I'm only 20 so I'm not going to pretend like I'm ready for kids in any capacity, but people talk about having kids more than I think we realize. Tv shows and movies and friends talk about giving birth and raising small humans all the time. I think lately I've been watching stuff that highlights the bad - the sleeplessness, the responsibility, the loss of selfishness. I actually just read a paper about postpartum depression. Jeez. But Amy talks about her kids in a way that I think I've always secretly thought it would be like. She cuddles them and loves them and makes fun of them and watches them fight. The love I have for my mom is ridiculous, and the protective instinct I have for my little brother is also overwhelming sometimes. I can only imagine that having tiny humans that are half your DNA spike up those intense feelings even more. Who doesn't want that kind of unconditional love in their life?

6. Just do it.

A quote I'm thinking of right now is one that she mentions in passing, "remember, doing the thing is what's important, not the talking about the thing." There are so many apps and websites and self-help books that talk about all the things you can be doing. Here's a book on writing an amazing screenplay! An article on how to nail an interview! A website to track your book reading (I joined Goodreads today)! But nothing is going to happen unless you sit down and write a screenplay, schedule an interview, or sit down with a book. I think college is filled with a lot of people talking about doing the thing and only a small amount are really doing it. Just do the thing so you have something real to talk about.

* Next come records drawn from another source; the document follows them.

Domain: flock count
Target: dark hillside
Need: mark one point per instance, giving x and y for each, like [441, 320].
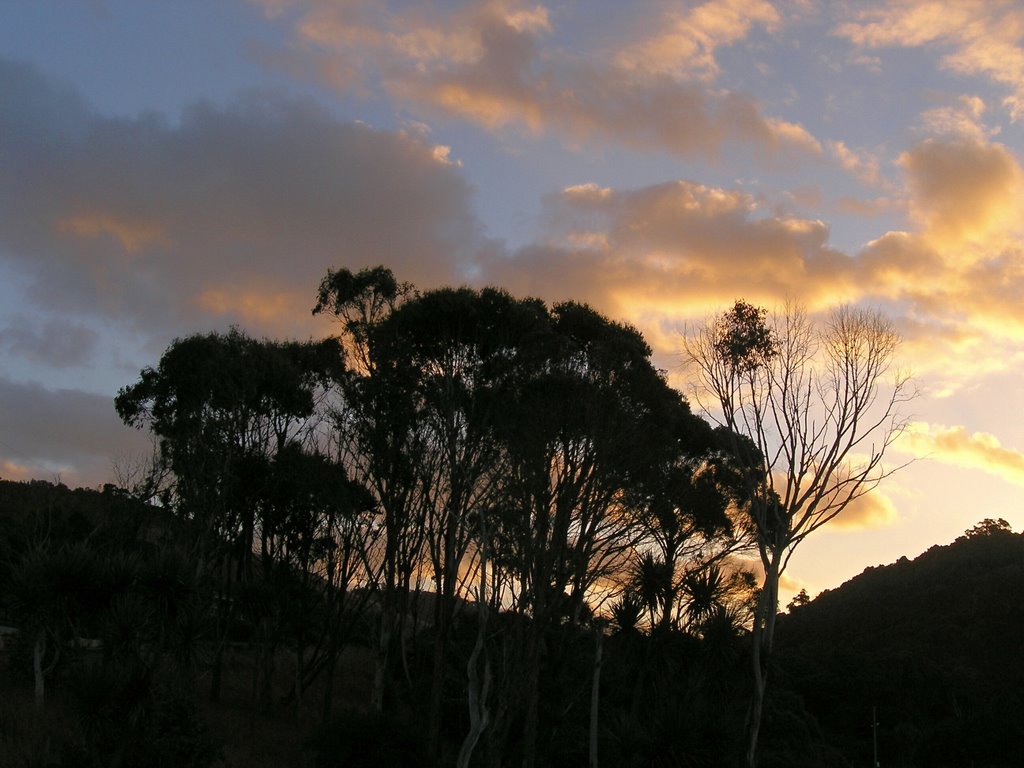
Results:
[934, 643]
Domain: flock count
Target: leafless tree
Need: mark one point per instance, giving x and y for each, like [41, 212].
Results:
[811, 410]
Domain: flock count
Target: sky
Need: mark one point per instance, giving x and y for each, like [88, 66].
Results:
[168, 168]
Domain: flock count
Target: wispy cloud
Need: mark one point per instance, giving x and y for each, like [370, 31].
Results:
[982, 37]
[495, 64]
[955, 445]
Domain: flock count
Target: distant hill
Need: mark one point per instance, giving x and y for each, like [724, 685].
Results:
[934, 643]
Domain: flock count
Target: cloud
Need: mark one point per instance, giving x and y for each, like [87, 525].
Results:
[861, 164]
[684, 42]
[493, 64]
[872, 510]
[231, 214]
[962, 119]
[674, 251]
[954, 445]
[58, 344]
[76, 434]
[983, 37]
[963, 189]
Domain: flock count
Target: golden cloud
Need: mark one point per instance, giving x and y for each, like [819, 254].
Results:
[963, 189]
[984, 36]
[684, 44]
[956, 446]
[492, 62]
[872, 510]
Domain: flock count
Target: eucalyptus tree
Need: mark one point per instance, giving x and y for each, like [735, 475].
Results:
[223, 407]
[812, 410]
[586, 418]
[379, 438]
[454, 347]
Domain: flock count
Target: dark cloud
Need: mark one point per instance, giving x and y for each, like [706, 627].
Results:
[229, 214]
[65, 431]
[51, 343]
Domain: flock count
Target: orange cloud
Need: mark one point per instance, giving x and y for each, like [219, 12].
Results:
[684, 44]
[956, 446]
[963, 189]
[493, 64]
[254, 306]
[984, 37]
[872, 510]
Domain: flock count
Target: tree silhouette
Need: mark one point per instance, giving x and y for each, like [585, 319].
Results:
[818, 407]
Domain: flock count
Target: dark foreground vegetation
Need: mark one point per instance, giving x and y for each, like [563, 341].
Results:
[931, 644]
[469, 530]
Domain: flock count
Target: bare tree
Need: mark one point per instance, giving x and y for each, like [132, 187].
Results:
[811, 411]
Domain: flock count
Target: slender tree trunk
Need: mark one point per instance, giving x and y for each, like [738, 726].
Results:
[380, 667]
[437, 679]
[38, 651]
[595, 697]
[531, 723]
[762, 638]
[479, 715]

7. I wish Amy Poehler was my mom.

My second mom. I love my mom, so if she was into women and were to marry one, I would just really want it to be Amy. She's full of so much vitality and humility. She doesn't let anyone boss her around or give her any shit. She figures people out and then takes a liking to them. She is open to a world of hard work, friendships and laughter. She's very similar to one of my biggest fictional role models, Leslie Knope; both of which have taught me so much about female friendships, taking care of yourself, and most of all just putting yourself out there and letting the world make opinions of you that you don't really care about. If it isn't obvious, I highly recommend Yes Please. Maybe you'll learn something from it.